The adult male frog chooses a place near the ground to sit and then sings for the female frogs. Sometimes male frogs fight over good perches. After a strong male frog wins a fight, the other male frog either leaves or ceases to sing. Scientists have seen R. ghatei attempt to mate with frogs of other species, such as Microhyla ornata or Uperodon mormorata.

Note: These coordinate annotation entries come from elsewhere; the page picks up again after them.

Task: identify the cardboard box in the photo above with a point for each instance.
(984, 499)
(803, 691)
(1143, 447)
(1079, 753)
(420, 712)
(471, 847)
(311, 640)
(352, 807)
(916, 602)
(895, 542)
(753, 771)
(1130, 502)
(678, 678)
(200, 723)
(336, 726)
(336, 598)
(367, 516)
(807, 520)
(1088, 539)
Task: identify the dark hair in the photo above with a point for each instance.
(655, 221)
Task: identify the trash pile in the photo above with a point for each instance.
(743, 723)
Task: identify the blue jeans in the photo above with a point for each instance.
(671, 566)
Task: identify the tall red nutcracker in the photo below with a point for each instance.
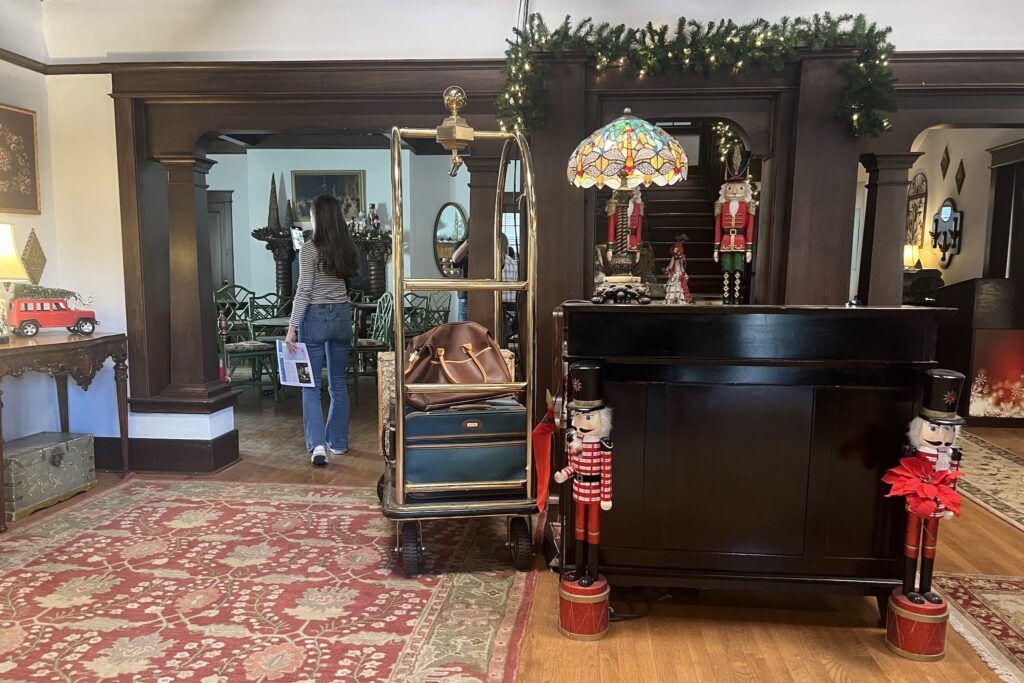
(589, 446)
(734, 224)
(927, 478)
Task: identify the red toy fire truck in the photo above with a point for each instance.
(28, 316)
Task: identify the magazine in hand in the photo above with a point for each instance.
(293, 367)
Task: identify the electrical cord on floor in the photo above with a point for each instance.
(624, 595)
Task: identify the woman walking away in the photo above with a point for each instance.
(323, 317)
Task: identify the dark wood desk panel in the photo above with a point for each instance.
(60, 356)
(751, 440)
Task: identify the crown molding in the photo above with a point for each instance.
(406, 65)
(23, 61)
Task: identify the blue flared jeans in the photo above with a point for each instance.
(327, 331)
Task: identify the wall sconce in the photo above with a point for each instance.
(947, 229)
(11, 270)
(911, 256)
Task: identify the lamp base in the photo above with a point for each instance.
(625, 292)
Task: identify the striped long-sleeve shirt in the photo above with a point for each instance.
(314, 285)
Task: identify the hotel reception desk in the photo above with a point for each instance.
(750, 441)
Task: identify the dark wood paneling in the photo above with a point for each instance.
(849, 457)
(726, 484)
(219, 219)
(561, 235)
(755, 463)
(771, 334)
(805, 226)
(824, 158)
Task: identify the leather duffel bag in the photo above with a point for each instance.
(454, 353)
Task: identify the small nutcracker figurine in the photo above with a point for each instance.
(677, 288)
(927, 478)
(734, 224)
(589, 447)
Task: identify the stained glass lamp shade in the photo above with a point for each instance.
(627, 153)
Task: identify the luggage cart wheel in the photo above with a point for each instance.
(520, 544)
(412, 549)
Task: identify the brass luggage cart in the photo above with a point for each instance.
(400, 501)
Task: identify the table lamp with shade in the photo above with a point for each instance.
(625, 155)
(11, 270)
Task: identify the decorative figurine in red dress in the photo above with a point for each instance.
(927, 478)
(677, 288)
(589, 447)
(734, 224)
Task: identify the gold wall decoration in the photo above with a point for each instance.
(18, 161)
(34, 258)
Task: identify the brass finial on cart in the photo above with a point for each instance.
(455, 133)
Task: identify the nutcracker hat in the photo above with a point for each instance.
(737, 166)
(942, 392)
(585, 387)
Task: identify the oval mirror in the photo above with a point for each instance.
(451, 229)
(946, 211)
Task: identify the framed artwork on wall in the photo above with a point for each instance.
(18, 161)
(349, 187)
(916, 205)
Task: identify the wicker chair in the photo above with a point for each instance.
(380, 337)
(238, 343)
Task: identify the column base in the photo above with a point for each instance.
(192, 398)
(169, 455)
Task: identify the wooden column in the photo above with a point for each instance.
(885, 228)
(482, 167)
(194, 372)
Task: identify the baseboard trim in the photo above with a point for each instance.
(165, 455)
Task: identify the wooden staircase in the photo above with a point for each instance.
(685, 208)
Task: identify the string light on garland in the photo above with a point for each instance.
(702, 48)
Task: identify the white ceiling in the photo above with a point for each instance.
(166, 30)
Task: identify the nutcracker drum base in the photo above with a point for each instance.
(915, 632)
(583, 612)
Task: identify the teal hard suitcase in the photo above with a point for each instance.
(473, 444)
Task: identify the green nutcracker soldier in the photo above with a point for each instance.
(734, 225)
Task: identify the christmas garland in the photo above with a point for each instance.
(702, 48)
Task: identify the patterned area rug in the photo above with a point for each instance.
(216, 583)
(988, 611)
(994, 478)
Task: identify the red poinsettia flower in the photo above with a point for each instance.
(925, 489)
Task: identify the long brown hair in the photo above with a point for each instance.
(337, 252)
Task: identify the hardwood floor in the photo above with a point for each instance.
(714, 636)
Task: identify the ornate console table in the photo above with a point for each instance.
(61, 356)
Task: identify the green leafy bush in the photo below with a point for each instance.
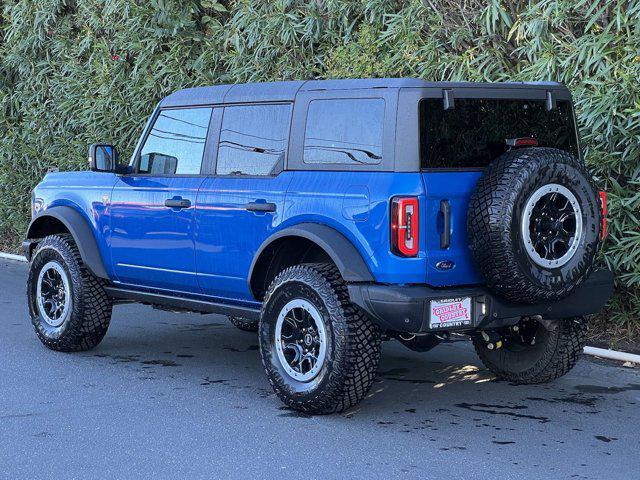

The female frog lays 40–60 eggs per clutch under a rock or in leaf litter on the ground. If she lays the eggs before monsoon season, she leaves, providing no further care. But if she lays the eggs after monsoon season, she remains nearby to guard them. The eggs hatch if the temperature remains within an amenable range: 20-22 °C. The eggs take 21–30 days to hatch. This frog undergoes direct development, hatching as a small froglet with no free-swimming tadpole stage.

==Diet and predators==

Adult frogs eat insects and other arthropods. Younger frogs eat mosquitoes and other insects. Snakes such as the bamboo pitviper and saw-scaled viper, lizards such as the forest lizard and changeable lizard, and birds such as the white-throated kingfisher will all prey upon this frog.

==Threats==

Scientists classify this frog as at least concern of extinction because of its large range. However, because of habitat loss, they recommend the population be monitored. Humans cut down trees to get wood to build things and to make room for farms. Scientists also saw that a fungus that causes the disease chytridiomycosis can make this frog sick.